Murdoch is no puppet master: the power is now in the web
Opinion Digest: the end of the newspaper baron, Cameron's shame, the upside of poshness and artistic collaboration
EVERY weekday morning from The Week online - a daily wrap-up of the best comment and opinion articles from the morning papers and the top political bloggers. If you think we've missed a good one, please let us know. Contact us via Twitter @TheWeekUK.
THE ALL-POWERFUL NEWSPAPER BARON MYTH
PHILIP COLLINS ON MURDOCH
It's a fallacy that proprietors exercise power through their partisan newspapers, says Philip Collins in The Times. Half the population don't read newspapers. Those that do mostly read the football, and those that read the rest of the paper tend to choose one that "neatly packages up what they think already". Murdoch's Sun did not win the 1992 election for John Major. The opinion polls just hadn't picked up that Major was always set to win. The idea that Murdoch is a "puppet master" is sheer "conspirational nonsense". Newspaper circulation has fallen dramatically. We now get our news from the TV, and more often, the web. If there is a media mogul with power, its Jimmy Wales, "who can switch off Wikipedia if he doesn't like the colour of a government". It's fascinating to listen to "old generals reminiscing about the war" in Leveson, but the real power has moved on.
MURDOCH AND CAMERON'S SHAME ON SHOW
POLLY TOYNBEE ON LEVESON
The cascade of revelations about the intimacy between Cameron and the Murdoch empire at Leveson may not bring down the government, says Polly Toynbee in The Guardian, but it will hobble it in the next election.

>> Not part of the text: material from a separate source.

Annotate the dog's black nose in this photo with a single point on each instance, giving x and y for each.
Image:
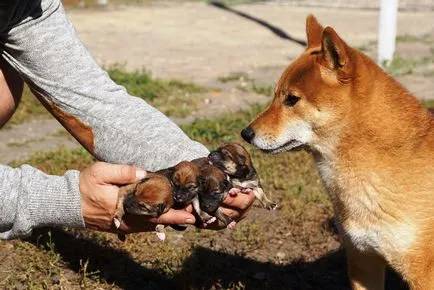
(248, 134)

Links between the government and Murdoch are hardly news, ever since the days of Thatcher - but the Leveson inquiry forensically lays out the shameful tale for all to see. This is no "navel gazing media story". If Murdoch had been allowed to get his way with BSkyB, within a year or two he would have packaged all his newspapers on subscription or online together with his movie and sports channels at loss-leading prices to drive other providers out of business. "His would be the commanding news voice." Except for the BBC - which his media have attacked relentlessly for years. "If it does nothing else, this scandal will stop the government daring to give anything more to Sky."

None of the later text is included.